Ex-Skadden Associate Gets 30-Day Jail Sentence for Lying to Mueller's Team
Alexander van der Zwaan, a former associate at Skadden, Arps, Slate, Meagher & Flom, was sentenced Tuesday to 30 days in jail for lying to the special counsel team investigating Russia's interference in the 2016 presidential election.
April 03, 2018 at 11:47 AM
4 minute read
Former Skadden associate Alex Van der Zwaan, left, arrives for his sentencing at federal court in Washington on April 3, 2018 with his lawyer William Schwartz of Cooley. Credit: Diego M. Radzinschi / NLJ
Alexander van der Zwaan, a former associate at Skadden, Arps, Slate, Meagher & Flom, was sentenced Tuesday to 30 days in jail for repeatedly lying to the special counsel team investigating Russia's interference in the 2016 presidential election.
Van der Zwaan, 33, pleaded guilty in February to a single charge that he lied about past communications with former Trump campaign deputy Rick Gates and an unnamed Ukrainian associate of Paul Manafort, the former Trump campaign chairman. Van der Zwaan apologized in court Tuesday, saying: “What I did was wrong.”
Skadden last year fired van der Zwaan, a senior associate in the firm's London office. Van der Zwaan, represented by a defense team from Cooley LLP, has been cooperating with Special Counsel Robert Mueller's investigation.
“The career that he built has turned to dust,” Mark Crofskey, a former Skadden lawyer and van der Zwaan friend, told U.S. District Judge Amy Berman Jackson in a letter. “He keenly feels the loss of this hard won career, as well as the loss of his many colleagues and clients.”

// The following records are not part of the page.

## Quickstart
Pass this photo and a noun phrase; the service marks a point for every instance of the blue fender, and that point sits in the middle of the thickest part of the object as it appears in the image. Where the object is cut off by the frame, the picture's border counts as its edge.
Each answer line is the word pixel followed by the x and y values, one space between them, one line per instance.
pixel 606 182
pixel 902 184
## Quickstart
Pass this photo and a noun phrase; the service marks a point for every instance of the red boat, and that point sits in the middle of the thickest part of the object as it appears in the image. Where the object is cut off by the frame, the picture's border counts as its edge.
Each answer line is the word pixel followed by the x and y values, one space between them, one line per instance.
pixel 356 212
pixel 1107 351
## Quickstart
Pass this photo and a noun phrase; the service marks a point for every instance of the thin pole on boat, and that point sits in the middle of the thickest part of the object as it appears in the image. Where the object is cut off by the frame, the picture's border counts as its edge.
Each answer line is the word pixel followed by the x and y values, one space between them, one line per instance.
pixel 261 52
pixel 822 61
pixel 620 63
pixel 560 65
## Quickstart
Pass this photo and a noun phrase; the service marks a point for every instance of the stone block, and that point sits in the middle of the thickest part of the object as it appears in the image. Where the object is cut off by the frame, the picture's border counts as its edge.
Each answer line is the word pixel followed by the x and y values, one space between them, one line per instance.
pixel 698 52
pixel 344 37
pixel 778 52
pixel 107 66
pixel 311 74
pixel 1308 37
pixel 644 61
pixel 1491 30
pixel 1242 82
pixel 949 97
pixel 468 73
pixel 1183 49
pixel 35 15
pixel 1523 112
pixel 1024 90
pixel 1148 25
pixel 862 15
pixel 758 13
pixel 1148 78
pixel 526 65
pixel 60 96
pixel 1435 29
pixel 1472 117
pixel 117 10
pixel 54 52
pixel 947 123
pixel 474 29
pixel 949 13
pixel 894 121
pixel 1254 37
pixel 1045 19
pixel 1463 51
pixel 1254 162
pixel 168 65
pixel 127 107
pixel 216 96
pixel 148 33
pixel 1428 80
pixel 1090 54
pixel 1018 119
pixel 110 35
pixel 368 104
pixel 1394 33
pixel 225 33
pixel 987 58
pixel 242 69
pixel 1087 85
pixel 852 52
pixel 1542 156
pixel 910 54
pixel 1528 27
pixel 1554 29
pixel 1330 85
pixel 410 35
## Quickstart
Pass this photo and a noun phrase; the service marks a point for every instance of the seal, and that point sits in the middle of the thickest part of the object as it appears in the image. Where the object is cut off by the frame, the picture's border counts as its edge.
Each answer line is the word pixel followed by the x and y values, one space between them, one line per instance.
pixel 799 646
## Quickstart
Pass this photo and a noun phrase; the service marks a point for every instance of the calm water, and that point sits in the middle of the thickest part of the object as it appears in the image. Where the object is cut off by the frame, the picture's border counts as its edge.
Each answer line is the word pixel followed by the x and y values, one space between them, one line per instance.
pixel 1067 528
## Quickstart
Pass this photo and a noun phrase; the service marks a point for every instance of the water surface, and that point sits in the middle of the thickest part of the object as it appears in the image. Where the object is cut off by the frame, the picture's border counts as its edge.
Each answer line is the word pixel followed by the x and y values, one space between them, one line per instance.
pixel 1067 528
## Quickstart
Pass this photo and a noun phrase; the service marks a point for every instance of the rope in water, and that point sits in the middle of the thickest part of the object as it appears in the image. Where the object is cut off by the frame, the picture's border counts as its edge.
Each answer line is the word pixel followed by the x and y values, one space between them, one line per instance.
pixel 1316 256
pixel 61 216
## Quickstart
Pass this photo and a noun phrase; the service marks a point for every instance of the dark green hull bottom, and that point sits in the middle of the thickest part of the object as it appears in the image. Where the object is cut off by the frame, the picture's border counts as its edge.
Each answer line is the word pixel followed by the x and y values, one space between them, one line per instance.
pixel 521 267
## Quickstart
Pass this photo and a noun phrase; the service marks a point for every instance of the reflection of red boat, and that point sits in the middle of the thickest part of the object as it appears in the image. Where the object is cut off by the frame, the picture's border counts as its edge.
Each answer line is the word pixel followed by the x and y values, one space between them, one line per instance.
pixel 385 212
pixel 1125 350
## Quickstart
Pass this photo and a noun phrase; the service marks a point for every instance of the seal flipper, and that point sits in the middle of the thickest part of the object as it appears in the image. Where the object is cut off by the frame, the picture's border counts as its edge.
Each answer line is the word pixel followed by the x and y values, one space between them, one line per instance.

Van der Zwaan's lawyers had urged Jackson to impose no jail time as punishment. Cooley partner William Schwartz told the court that van der Zwaan's “professional life has been destroyed,” and that he is likely to lose his U.K. solicitor's license.
Van der Zwaan faced zero to six months in jail, according to court papers. His sentencing hearing Tuesday lasted more than 90 minutes.
Mueller's team did not recommend any sentence but argued against van der Zwaan's push for leniency. The special counsel's office noted that van der Zwwan was represented by “experienced legal counsel” and was himself trained at a “major international law firm.” Van der Zwaan was a Skadden lawyer for ten years before he was terminated.
“While there might eventually be additional professional consequences that befall a foreign lawyer who commits a United States felony, those consequences do not themselves obviate the need for his current sentence to reflect the seriousness of his crime, to promote respect for the law, or to provide adequate specific and general deterrence,” prosecutors wrote in a sentencing memo.
Judge Amy Berman Jackson. Credit: Diego M. Radzinschi / NLJThe 30-day jail sentence imposed on van der Zwaan was the first punishment handed down for charges arising from the special counsel's investigation. Van der Zwaan was also ordered to pay a $20,000 fine and serve two months of supervised release.
Jackson refused van der Zwaan's request to just pay a fine for lying to Mueller team. “We're not talking about a traffic ticket,” she said.
Gates, along with Trump's first national security advisor, retired Lt. Gen. Michael Flynn, and former Trump campaign aide George Papadopoulos have each pleaded guilty to charges stemming from Mueller's investigation.
No sentencing dates have been set for Gates, represented by Thomas Green of Sidley Austin, and Flynn, represented by Covington & Burling's Robert Kelner. The Chicago firm Breen & Pugh is representing Papadopoulos.
Van der Zwaan, in his efforts to help Mueller's team access work and personal devices, offered his fingerprint and, at the request of prosecutors, gave Apple Inc. permission to try to recover information from a damaged iPhone.
“The conduct that brings Alex before this court was inexcusable,” his lawyers wrote in a sentencing memo to the court. “And while his actions following his initial meeting with the OSC cannot absolve him from culpability, they are compelling mitigating factors in considering just punishment.”